See the transcript here...
Anthony Hughes Letter 3-22-1939 - Transcript
Contents Inside Envelope:
Your very attractive card arrived today. I love animals I have a dear, little cairn terrier who gives the ‘Heil Hitler’ on request.
Talking about Hitler, has he not annexed your country too? I doubt you wrote since. Are your family in his zone + what do they think of the change? One of our club members has just returned from a ski-ing holiday. I asked her did she see any of those alpine sticks + climbing ropes. You recall you sent me a pretty souvenir. I was disappointed to hear she did not see them.
I was an invited guest at a Camera Club lecture last night, it was given by a German; a lecturer attached to the Agfa Photo Co. His English was perfect, and he had in addition that very rare thing for a male, an exquisite voice. He showed some lovely color films of Germany + England.
Your friend Miss Carpenter + I have developed quite a correspondence. I sent some shamrock too. I regret now
I did not send you a larger box. I did imagine your friends would be keen to have some. Shamrock is such a commonplace thing here, that you forget it might be very welcome to those who cannot procure it.
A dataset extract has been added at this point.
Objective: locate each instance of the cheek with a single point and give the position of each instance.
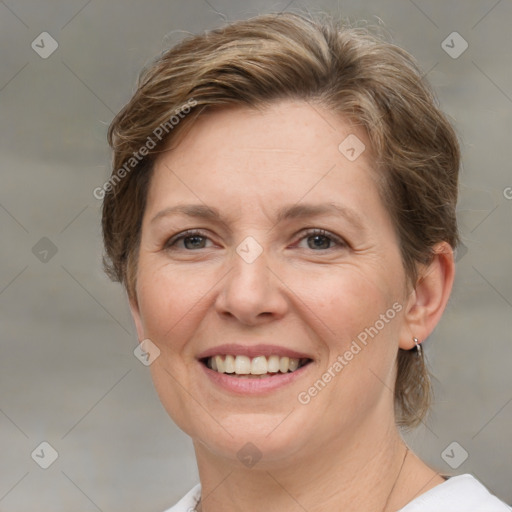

Is there such a firm in London as Trimfit Co. Ltd. 450 Regent St. and do they sell novelties, brooches, pine fobs etc? I am anxious to get a catalogue of these affairs for a friend. You will be able to find out by a glance in directory. I hope it is not too
How are your own private interests going on. I have had two offers of marriage in spite of the fact that I am not yet out of mourning. One is a retired English military captain. He is a widower too. He is willing to change his religion, tho, I would not expect him or even allow him to do that! Should I marry him we will live in Southampton. But I think nothing will come of this affair but although he is very nice + has many good qualities, he has two great drawbacks, he is rather old and he received dreadful wounds in the last war, + he is therefore more or less an invalid. I may sound callous but I have no desire to undertake another delicate man. For this reason I don’t think it will amount to anything serious. Do you contemplate any change? Or are you, perfectly happy in your glorious freedom? Over your wish on condition you write – by return. NOT IF NOT.